Boston Calling 2016: Saturday Sound Bites

City and Colour

City and Colour – Boston Calling Spring 2016
City and Colour performs at Boston Calling on Saturday, May 28.

Doubtless, Dallas Green (a.k.a. City and Colour) is a talented songwriter and instrumentalist. His discography, while as a whole quiet and mellow, bursts with understated emotion. But what stood out by far in Green’s performance at Boston Calling on Saturday was the purity and strength of his voice. So though Green was far from the most energetic performer at Boston Calling, he was still a joy to see live. The studio versions of his songs are indeed beautiful, but his lives, supported by impressive quality of his voice, are vastly more so.

Courtney Barnett


Courtney Barnett – Boston Calling Spring 2016
Courtney Barnett performs at Boston Calling on Saturday, May 28.

Only one album into her music career, Courtney Barnett has already garnered widespread praise and a Grammy nomination, and “Pedestrian at Best” off of her debut is easily one of the best rock songs to come out in recent years. However, as a lesbian—like Barnett—I found her music to be only the second most exciting part of her set. Historically, queer female musicians have become popular only within the queer community; even Tegan and Sara, who have recently become relatively well known, have been making music for decades. But at Boston Calling, Barnett was enthusiastically watched by a mostly male crowd, a signal that queer female musicians need no longer be defined by their sexuality. Melissa Etheridge will always be known as a lesbian musician, but Courtney Barnett, it seems, is seen as just a musician.


BØRNS – Boston Calling Spring 2016
BØRNS performs at Boston Calling on Saturday, May 28.

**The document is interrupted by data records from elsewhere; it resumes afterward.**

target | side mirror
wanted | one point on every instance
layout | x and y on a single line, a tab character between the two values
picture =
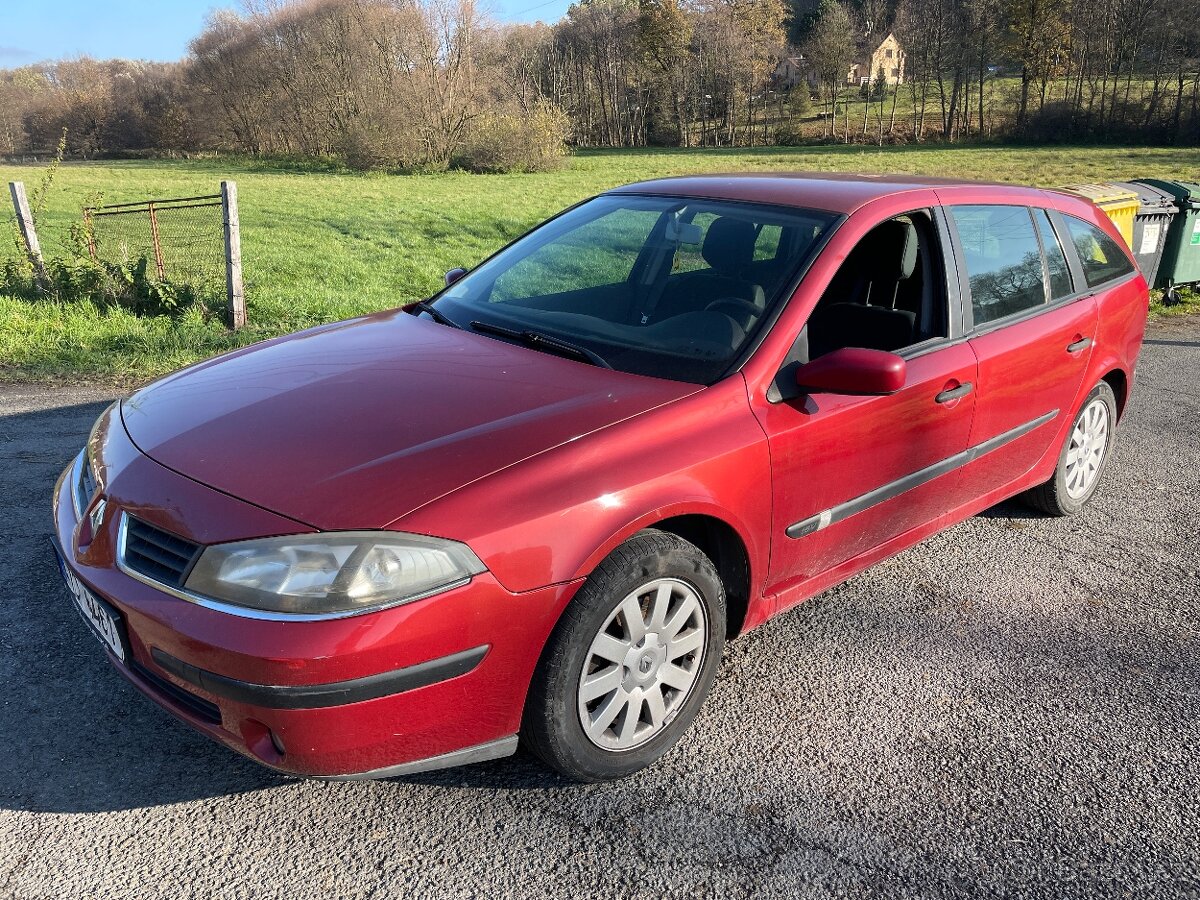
853	370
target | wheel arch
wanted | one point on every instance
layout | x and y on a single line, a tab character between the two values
715	534
1119	381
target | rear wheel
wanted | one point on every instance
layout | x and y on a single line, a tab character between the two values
630	663
1083	457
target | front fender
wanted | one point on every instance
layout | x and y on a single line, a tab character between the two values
553	517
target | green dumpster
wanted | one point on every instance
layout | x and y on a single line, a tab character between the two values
1181	256
1151	226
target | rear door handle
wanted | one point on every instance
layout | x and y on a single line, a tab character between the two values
955	393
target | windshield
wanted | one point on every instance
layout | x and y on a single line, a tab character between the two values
659	286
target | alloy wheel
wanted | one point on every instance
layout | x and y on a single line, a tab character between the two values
642	664
1089	443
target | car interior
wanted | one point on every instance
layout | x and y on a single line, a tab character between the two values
887	294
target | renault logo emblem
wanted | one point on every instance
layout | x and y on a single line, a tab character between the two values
97	515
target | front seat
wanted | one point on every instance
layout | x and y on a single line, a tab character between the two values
857	307
724	287
873	271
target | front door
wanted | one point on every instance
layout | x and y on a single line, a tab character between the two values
849	473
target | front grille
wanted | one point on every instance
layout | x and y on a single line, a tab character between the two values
197	706
159	555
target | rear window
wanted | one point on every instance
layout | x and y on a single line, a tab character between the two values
1003	261
1102	258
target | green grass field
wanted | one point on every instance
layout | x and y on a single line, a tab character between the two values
323	245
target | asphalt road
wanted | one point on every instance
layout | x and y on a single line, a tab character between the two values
1008	709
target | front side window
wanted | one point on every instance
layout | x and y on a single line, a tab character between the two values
1003	261
669	287
1099	255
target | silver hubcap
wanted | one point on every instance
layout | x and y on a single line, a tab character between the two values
642	665
1089	442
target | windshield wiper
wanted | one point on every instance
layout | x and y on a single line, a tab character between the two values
435	313
539	341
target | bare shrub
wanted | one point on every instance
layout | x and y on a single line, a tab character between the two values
517	141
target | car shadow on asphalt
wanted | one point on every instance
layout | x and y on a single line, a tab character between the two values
1157	342
1011	509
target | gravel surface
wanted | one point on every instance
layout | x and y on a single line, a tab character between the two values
1008	709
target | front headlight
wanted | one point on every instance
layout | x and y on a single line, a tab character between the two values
331	573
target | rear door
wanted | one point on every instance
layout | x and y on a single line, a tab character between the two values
1031	323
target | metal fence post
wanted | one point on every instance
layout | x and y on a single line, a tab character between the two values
237	295
89	228
28	232
157	244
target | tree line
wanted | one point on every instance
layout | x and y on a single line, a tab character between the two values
435	83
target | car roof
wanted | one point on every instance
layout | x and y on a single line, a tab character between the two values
835	192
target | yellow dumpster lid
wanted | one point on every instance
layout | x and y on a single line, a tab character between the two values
1102	193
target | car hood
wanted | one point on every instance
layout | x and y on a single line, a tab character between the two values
357	424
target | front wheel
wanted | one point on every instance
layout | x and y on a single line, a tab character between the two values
630	663
1083	457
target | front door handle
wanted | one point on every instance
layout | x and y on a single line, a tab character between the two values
955	393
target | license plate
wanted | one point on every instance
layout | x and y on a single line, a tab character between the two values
103	621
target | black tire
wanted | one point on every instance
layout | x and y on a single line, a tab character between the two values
552	727
1053	497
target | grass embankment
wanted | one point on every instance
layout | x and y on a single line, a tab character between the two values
323	245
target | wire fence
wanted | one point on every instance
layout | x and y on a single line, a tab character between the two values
181	240
168	251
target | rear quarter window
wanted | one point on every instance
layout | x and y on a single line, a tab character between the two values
1102	258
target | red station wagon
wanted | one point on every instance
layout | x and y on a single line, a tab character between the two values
535	507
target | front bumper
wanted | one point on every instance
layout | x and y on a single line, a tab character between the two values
438	682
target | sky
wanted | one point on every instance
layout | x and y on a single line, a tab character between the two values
33	30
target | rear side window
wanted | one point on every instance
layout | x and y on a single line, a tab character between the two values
1003	261
1056	261
1102	258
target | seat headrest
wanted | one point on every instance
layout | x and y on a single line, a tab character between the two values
729	245
891	243
875	328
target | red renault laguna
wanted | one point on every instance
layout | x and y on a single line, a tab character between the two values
535	507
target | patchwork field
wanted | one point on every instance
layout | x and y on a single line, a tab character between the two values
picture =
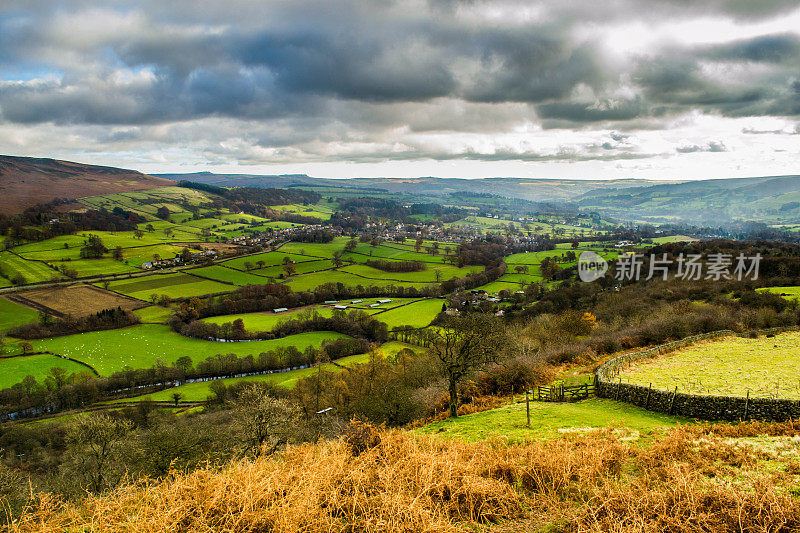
196	392
144	345
30	271
787	292
14	369
228	275
174	285
13	314
418	314
75	300
732	366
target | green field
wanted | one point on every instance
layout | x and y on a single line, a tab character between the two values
417	314
269	259
789	293
200	391
228	275
153	314
550	420
267	320
196	392
14	369
731	366
12	314
174	285
31	271
144	345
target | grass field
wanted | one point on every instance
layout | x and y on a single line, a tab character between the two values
417	314
144	345
78	300
731	366
787	292
13	314
267	320
200	391
31	271
14	369
549	420
174	285
153	314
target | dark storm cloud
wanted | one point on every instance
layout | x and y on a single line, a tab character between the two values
356	71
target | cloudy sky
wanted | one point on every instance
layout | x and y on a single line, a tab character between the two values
568	88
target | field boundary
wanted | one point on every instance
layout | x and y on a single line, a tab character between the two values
705	407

This year’s instantiation was easily the most androgynous Boston Calling has had: The inclusion of both BØRNS and Janelle Monáe in the lineup blurred the line between masculinity and femininity from both sides of the spectrum. What’s particularly exciting about BØRNS and marks him as an up-and-comer that Boston Calling was smart to add to their lineup is the way he blends male heterosexuality with male femininity. He performed his hit song “Electric Love”—which explicitly refers to a female romantic interest—in a flowery crop-top and pink sunglasses. And with two covers (“Rebellion (Lies)” by Arcade Fire and “Heroes” by David Bowie), he handily asserted his own talents as a rising musician.